The ANDSF, just like any other military or police force, needs fuel in order to conduct operations. Without fuel, everything stops. ACC-A awarded contracts to multiple vendors to deliver fuel to Afghan National Army, Afghan Air Force, Special Mission Wing, and Afghan National Police locations.
Additionally, ACC-A awarded a contract for third party quality assurance, whereby a vendor tests the fuel at delivery locations in order to ensure quality of the fuel pumped into vehicles and aircraft. The delivery of fuel by contractors to more than 600 locations across Afghanistan allows the ANDSF to conduct combat operations against the enemies of the Afghan people. The contracts combined value is over $400M. CSTC-A and TAAC-Air continue to train, advise, and assist the ANSDF to one day take over fuel distribution themselves.
The intent of the fuel shura was to further open the lines of communication between the fuel vendors and ACC-A contracting officers as well as discuss the challenges associated with delivering fuel to hundreds of sites across Afghanistan. It was also an opportunity for all participants to gain a better understanding of other perspectives associated with fuel delivery in a war-torn country.
"Communication is important to the success of your contracts. We need you to provide quality fuel delivery services to the ANDSF," Col. Robert McDonald, ACC-A commander, told the vendors. "This is a partnership to provide fuel services to enable the ANDSF to conduct operations so a political solution can be reached."
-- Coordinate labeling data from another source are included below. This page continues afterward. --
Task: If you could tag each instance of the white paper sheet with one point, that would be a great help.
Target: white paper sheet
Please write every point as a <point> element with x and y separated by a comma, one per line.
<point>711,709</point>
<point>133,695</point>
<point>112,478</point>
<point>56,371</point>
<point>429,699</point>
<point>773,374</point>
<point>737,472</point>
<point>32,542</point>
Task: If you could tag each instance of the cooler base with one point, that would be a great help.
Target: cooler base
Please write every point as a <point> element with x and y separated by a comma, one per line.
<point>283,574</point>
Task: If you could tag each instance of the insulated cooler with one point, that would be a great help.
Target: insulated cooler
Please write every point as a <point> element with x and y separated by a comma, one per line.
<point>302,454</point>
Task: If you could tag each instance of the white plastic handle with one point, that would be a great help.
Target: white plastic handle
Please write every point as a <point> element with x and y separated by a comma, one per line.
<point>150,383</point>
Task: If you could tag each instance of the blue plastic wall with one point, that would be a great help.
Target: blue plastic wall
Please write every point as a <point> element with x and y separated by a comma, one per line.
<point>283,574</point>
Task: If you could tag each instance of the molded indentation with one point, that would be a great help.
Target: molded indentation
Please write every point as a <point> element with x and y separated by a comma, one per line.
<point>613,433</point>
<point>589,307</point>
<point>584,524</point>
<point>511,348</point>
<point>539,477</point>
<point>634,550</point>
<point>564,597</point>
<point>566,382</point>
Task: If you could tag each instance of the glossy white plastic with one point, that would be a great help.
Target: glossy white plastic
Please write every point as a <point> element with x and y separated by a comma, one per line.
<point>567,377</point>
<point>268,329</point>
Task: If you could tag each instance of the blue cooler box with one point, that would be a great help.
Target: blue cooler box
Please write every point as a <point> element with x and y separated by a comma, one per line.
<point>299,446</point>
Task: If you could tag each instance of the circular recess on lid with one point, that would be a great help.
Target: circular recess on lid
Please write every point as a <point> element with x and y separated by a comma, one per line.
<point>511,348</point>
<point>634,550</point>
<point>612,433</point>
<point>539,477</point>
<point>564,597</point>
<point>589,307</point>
Through the course of the two-day shura, each vendor discussed their perspective on delivering fuel to contested locations and their concerns that require assistance from the U.S. Government. Topics included the customs process, tax exemption, duration of delivery orders, delivery ticket and invoicing process, Afghan People's Protection Force escort, fuel tank seals, serviceability of vendor fuel trucks, and the vendors' quality control plans.
"Fuel is the lifeblood for the ANDSF to conduct combat operations and corruption is the Achilles heel," stated Brian Butler, CSTC-A Operational Sustainment Chief and a tier-two member of the Senior Executive Service. "Operating in Afghanistan is inherently dangerous, and we understand that you have lost employees and equipment while trying to deliver fuel across the country."
Overall, the fuel vendors gained invaluable insight as to how important they are in the effort to further legitimize the ANDSF as a creditable force.
Finally, Butler and McDonald stressed the importance of identifying and reporting corruption to CSTC-A and ACC-A, since it leads to money lost for the vendors and the U.S. Government.
"I expect reliable partners. It is your responsibility to report corruption and tell us what you are doing about it," McDonald told the vendors.
The fuel shura reinforced ACC-A's commitment to the ACC Contract Administration Pivot by continuing to hold the fuel vendors accountable to the terms and conditions of their contracts so the U.S. Government receives the performance required.